Just a few minutes ago on Google+ I read a Post that began “Which is better a traditional wedding or Justice of the Peace?” Unfortunately, that Post continues to promote several myths and stereotypes that are outdated (if they were ever true!). This Post will attempt to explain why some perceptions may be no longer accurate. By “traditional” I assume that the writer means a wedding in a church, synagogue, mosque, et cetera; in other words a religion-based ceremony.
First, however, I must state my very strong personal belief: If you and your fiance are religious people and are considering whether to have your wedding in your place of worship, then I urge you to consult with your clergy person. Having a Justice of the Peace as your wedding officiant is not for everyone. I support every person’s right to their own beliefs and would never encourage anyone to choose me over their own religious leader.
Now, the myths: 1. You can have more guests at a traditional wedding. Sorry; no. It has been my honor to officiate at weddings with more than 200 guests. “JP wedding” does not equal “limited guest list”.
2. You can’t have photos, videos, and stories at a JP wedding.
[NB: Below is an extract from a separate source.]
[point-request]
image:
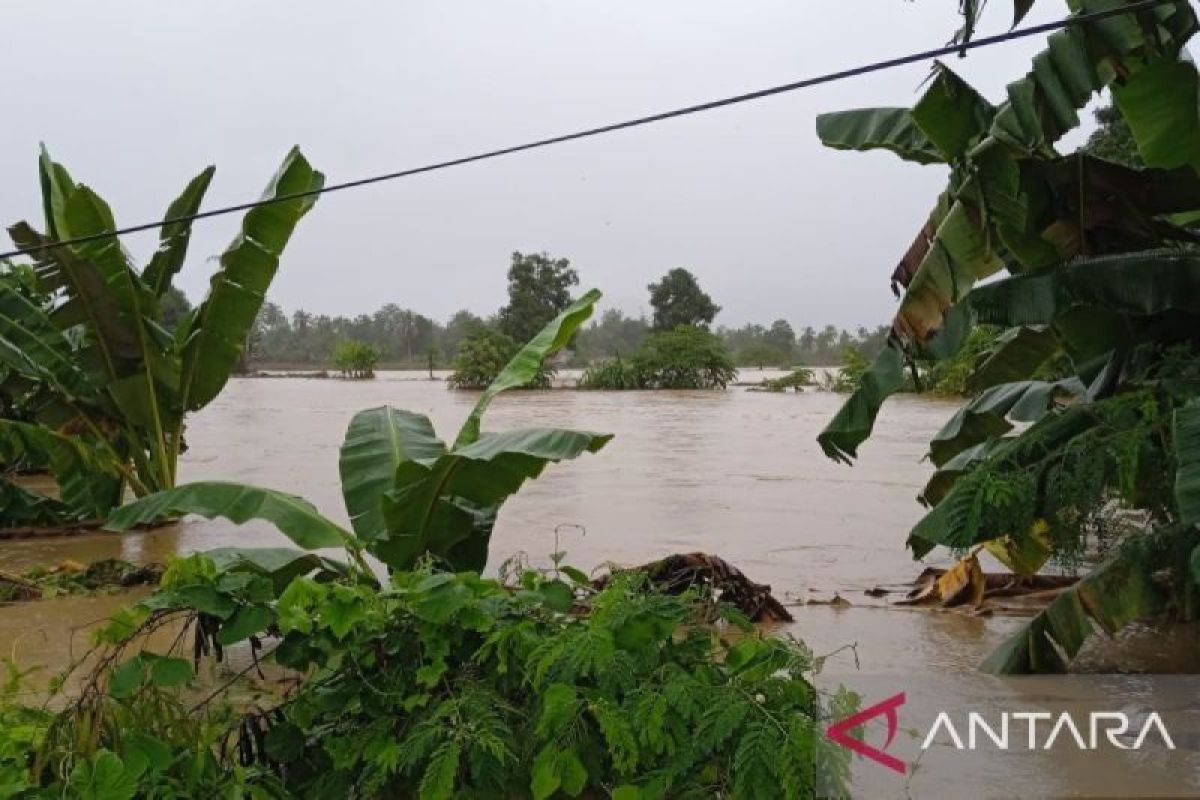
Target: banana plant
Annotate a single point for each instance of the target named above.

Nothing could be further from the truth. Your guests can take pictures, your professional photographer(s) can take stills and video, and there’ll be lots of great stories to tell. In fact, each engaged couple is encouraged to tell their love story (how they met, fell in love, and about the proposal) as part of their wedding ceremony. Professional photographers know how to be invisible, what specific shots you’re going to love, and where to be when.
3. “You and your soulmate are able to dress up and are treated like true [royalty]“. Of course! You must be able to wear what you want to your own wedding. If you are not treated with dignity and respect, you’ve got the wrong officiant! Your wedding day is exactly that: Your wedding day. Whether you want to wear a pair of jeans or a dazzling wedding gown, a tuxedo or shorts, it is your choice.
4. Traditional weddings are very expensive. Well, it depends. Any wedding, traditional or DIY, can be as expensive as you would like it to be. You can usually use your place of worship for a nominal fee, wear clothes you already own, exchange simple rings, have a potluck reception (or food cooked by family), and you’ll spend less than $1,000. On the other hand, you can rent a fancy place, have a orchestra for the ceremony, buy all new clothes that you’ll never wear again, purchase rings for enough money to feed a small nation for a day, have a $250 per person sit-down dinner for 400 guests, and have top of the line entertainment for your reception.
5. “Planning a traditional wedding can be very stressful.” Sure, if you try to do everything yourself, any wedding will be stressful. That’s why you hire a professional officiant, a professional photographer, a professional DJ, …. A professional wedding planner may save you from all stress, and save you money, too. You get what you pay for.
6. Other people (well-meaning friends and family) will try to take over. Another reason to use professionals. We won’t let anyone highjack your planning. My contract says “In the event of a third-party payer, the Couple is solely responsible for making decisions and communicating with the Officiant.” In other words, you are in charge. Other people can offer advice, but your decision is final.
7. “The average cost associated with a JOP ceremony is approximately $XXX.” Justice of the Peace fees vary widely, depending on the services offered, the degree of customization, and years of experience. You can find a JP for $50. The JP may show up, may be sober, and may give you a canned, one-size-fits-all ceremony. Probably not where you want to save a few dollars.
8. “You are only allowed to have 2 witnesses and 2 guests at these ceremonies.” Sorry; simply not true. Connecticut does not require witnesses; I never limit the number of guests, nor does my fee increase if you add 100 extra guests. You receive the same amount of attention and homework whether you are eloping or have 350 guests.
No matter whether you choose a “traditional’ wedding or me as your officiant, I wish you a joy-filled day!